9 of 9 people found the following review helpful
Perfection May 8 2007
By Lawrence A. Strid - Published on
Format: Audio CD
Procol Harum is difficult to categorize in the annals of classic rock. Were they prog rock? Blues/R & B rock? It really doesn't matter, as they had a sound all of their own, that no other group of their age could duplicate. Their emphasis was on a "song format", as opposed to a "performance format", wherein the latter the song was just a vehicle for various soloists to do their instrumental break on. Keith Reid's lyrics add both elegance and humor to each composition on this outing. Grand Hotel captures the band at their best: the production is top rate, the strings and choir highlight but don't overshadow the band, the songs are magnificent; and the performances of the individual band members are enthralling, especially Brooker's dramatic vocals and elegant piano work and Mick Grabham's restrained but inspiring guitar work. Procol Harum had class, intelligence, and inspiration; qualities desperately lacking in many of their contemporaries and even more so with what is on the charts in the 21st century. There will never be anything like them again, and Grand Hotel presents them at the pinnacle of their creativity.

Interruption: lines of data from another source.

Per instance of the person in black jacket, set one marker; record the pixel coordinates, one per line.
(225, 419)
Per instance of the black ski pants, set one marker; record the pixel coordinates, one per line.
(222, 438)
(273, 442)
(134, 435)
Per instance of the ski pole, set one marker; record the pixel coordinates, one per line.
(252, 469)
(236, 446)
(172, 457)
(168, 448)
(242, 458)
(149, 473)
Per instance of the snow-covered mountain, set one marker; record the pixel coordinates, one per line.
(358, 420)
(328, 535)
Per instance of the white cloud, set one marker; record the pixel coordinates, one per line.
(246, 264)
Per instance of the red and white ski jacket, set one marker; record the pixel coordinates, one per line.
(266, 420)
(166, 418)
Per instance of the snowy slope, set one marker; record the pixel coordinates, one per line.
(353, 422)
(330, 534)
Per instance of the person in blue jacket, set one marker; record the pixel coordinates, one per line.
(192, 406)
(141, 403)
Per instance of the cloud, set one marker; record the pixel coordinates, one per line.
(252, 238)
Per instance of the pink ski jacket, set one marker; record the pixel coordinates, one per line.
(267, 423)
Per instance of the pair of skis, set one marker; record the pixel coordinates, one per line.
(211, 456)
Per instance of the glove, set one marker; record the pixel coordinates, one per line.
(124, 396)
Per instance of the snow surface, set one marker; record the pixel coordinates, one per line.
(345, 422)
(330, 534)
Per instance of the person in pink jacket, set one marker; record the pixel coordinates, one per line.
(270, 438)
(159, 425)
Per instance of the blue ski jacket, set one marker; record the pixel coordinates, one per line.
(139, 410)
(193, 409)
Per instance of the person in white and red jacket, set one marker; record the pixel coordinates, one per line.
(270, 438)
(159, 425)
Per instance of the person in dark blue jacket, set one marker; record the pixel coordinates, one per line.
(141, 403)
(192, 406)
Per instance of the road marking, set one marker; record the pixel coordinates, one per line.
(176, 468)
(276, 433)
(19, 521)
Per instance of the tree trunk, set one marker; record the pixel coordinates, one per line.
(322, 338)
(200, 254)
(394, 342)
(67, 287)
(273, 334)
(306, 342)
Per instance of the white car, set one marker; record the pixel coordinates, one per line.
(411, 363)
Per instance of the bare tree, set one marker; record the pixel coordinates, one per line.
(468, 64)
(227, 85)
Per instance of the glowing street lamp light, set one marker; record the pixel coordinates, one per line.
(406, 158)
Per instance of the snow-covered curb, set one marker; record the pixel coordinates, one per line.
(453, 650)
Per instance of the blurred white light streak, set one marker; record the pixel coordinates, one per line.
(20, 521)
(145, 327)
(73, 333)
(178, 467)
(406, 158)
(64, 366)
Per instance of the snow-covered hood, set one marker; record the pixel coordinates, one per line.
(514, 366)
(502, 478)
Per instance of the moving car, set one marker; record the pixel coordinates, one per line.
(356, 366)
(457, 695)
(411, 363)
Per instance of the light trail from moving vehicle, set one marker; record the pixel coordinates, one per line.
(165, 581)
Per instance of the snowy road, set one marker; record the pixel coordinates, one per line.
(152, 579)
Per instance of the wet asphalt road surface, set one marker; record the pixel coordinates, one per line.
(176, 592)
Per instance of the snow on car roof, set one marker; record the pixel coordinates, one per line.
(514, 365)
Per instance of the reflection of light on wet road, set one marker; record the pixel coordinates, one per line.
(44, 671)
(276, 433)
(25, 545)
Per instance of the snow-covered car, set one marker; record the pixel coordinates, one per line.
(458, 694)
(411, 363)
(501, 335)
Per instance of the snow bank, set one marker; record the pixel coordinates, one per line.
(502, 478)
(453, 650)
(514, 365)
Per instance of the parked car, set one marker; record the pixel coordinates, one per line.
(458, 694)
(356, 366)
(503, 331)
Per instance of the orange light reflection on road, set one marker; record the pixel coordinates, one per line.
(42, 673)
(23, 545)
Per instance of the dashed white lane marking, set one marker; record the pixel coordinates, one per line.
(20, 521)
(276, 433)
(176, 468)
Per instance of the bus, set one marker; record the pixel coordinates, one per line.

9 of 10 people found the following review helpful
One of the "grandest" albums of the 70's art rock scene Jan. 19 2002
By Prog Daddy - Published on
Format: Audio CD
PROCOL HARUM is a band who importance seems to have been forgotten in recent years, but their talent and tireless dedication to quality speaks for itself. I don't think that this band ever released a bad album, although some are better than others. GRAND HOTEL is perhaps the best album ever released by Gary Brooker and company (and the "company" changed often through Procol Harum's history, but to me THIS bunch is the classic line-up, not the earlier Robin Trower line-up). The music sways between beautiful symphonic art rock, and PH's early roots as a rock/R&B band, a pretty original blend if you ask me! The prog-like material is as good or even better than anything that The Moody Blues ever topped the 70's charts with, and (as a musican myself) I would say that PH are better musicians than The Moody Blues, especially Brooker, guitarist Mick Grabham, and drummer B.J Wilson. The rock tracks are amoung the best that Procol has ever done. Songs like GRAND HOTEL, TOUJORS L' AMOUR, TV CEASAR, and BRINGING HOME THE BACON are highlights of the 70's music scene, but the whole album is great and flows perfectly from song to song. A SOUVENIR OF LONDON is a classic example of PH's sense of humor, and also their best blues number ever. This is a true classic, an example of a band at the heights of their power, buy it NOW!